Chancen und Herausforderungen der Digitalisierung der Produktionssteuerung von Medizinprodukten und Pharmaka

Buchstaben GAMP ausgestanzt und ausgefüllt mit Pharmaka und Medizinprodukten wie Fläschchen, Tabletten und Blister.  Grafische Skizze mit Text und Icons als Schaubild zur Verdeutlichung des Systemkontextes.

Wie wichtig Medizinprodukte und vor allem Pharmaka sind, zeigen die aktuellen Diskussionen rund um das Thema der Arzneimittelverfügbarkeit zum Beispiel bei Fiebersäften, Antibiotika oder Krebsmedikamenten. Um die Versorgungssicherheit zu stärken und Lieferengpässen entgegenzuwirken, werden verschiedene Ansätze herangezogen – auch entsprechende Gesetze wie das zur Bekämpfung von Lieferengpässen bei patentfreien Arzneimitteln und zur Verbesserung der Versorgung mit Kinderarzneimitteln1. Dabei immer wieder in der Diskussion: die Stärkung der Produktion am Standort Europa und die Optimierung der regulatorischen Anforderungen für die Herstellung und Zulassung.

Eine Digitalisierung der Produktionssteuerung, zum Beispiel durch ein Leitsystem, kann Hersteller jedoch auch schon heute dabei helfen, ihre Produktionskapazitäten zu maximieren und damit möglichen Lieferengpässen vorzubeugen.
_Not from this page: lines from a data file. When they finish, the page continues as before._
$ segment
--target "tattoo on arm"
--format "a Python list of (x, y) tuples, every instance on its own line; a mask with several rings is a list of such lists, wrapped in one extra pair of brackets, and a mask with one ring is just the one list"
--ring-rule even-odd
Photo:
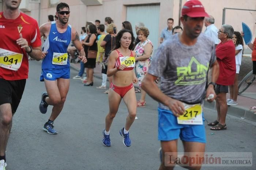
[(78, 35), (78, 33), (77, 33), (77, 31), (76, 32), (76, 36), (75, 38), (75, 40), (80, 40), (79, 36)]

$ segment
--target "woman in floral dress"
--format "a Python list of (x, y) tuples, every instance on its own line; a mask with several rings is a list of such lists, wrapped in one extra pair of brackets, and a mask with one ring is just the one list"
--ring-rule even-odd
[(152, 42), (147, 39), (149, 31), (147, 28), (144, 27), (139, 27), (137, 31), (137, 34), (140, 42), (136, 45), (134, 50), (136, 53), (135, 69), (139, 87), (139, 88), (136, 89), (136, 92), (141, 92), (140, 98), (137, 102), (137, 107), (144, 107), (146, 105), (146, 92), (140, 88), (140, 86), (150, 63), (153, 45)]

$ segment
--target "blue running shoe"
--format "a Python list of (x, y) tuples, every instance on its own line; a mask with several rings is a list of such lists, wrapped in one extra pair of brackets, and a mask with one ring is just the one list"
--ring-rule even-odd
[(162, 163), (162, 161), (163, 159), (163, 151), (162, 150), (162, 148), (160, 148), (158, 150), (158, 156), (159, 156), (160, 162)]
[(105, 129), (104, 129), (102, 131), (102, 135), (103, 135), (102, 143), (104, 146), (109, 147), (111, 146), (111, 141), (110, 140), (110, 135), (105, 135)]
[(58, 134), (58, 132), (57, 131), (55, 130), (53, 128), (54, 126), (53, 125), (53, 121), (48, 121), (46, 123), (45, 125), (44, 125), (44, 127), (43, 129), (47, 132), (49, 134), (51, 134), (52, 135), (55, 135), (55, 134)]
[(43, 92), (42, 93), (42, 97), (41, 102), (39, 104), (39, 110), (43, 114), (45, 114), (47, 112), (47, 107), (48, 104), (44, 101), (44, 99), (46, 97), (48, 97), (48, 93), (46, 92)]
[(121, 128), (120, 130), (119, 133), (120, 135), (123, 136), (123, 143), (124, 144), (125, 146), (129, 147), (131, 146), (131, 139), (130, 139), (130, 138), (129, 137), (129, 132), (127, 134), (124, 134), (124, 127)]

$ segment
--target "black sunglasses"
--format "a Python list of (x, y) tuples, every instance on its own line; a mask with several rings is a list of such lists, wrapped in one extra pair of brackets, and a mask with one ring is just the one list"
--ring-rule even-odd
[(68, 15), (70, 13), (70, 11), (59, 11), (57, 12), (60, 15), (64, 15), (65, 13), (66, 15)]

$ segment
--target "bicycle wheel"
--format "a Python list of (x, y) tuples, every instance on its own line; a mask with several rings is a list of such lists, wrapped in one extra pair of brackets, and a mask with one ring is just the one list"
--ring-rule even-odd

Ist ein solches Leitsystem noch GMP-konform, profitieren die Anlagenbetreiber zusätzlich von der Digitalisierung der umfangreichen Anforderungen – von der Integration bis zum Reporting. Damit ist ein großer Schritt in Richtung Absicherung qualitätsrelevanter Prozesse hinsichtlich Produkthaftung, Zertifizierungen und Rückverfolgbarkeit getan.

Was es dabei alles zu beachten gilt und welche Chancen, aber auch Herausforderungen sich daraus ergeben, fragen wir im Interview Daniel Hahm, der bei uns als Business Analyst den Bereich Fabrikautomation betreut. 

Daniel, wenn wir von Medizinprodukten und Pharmaka sprechen, von was reden wir da eigentlich genau?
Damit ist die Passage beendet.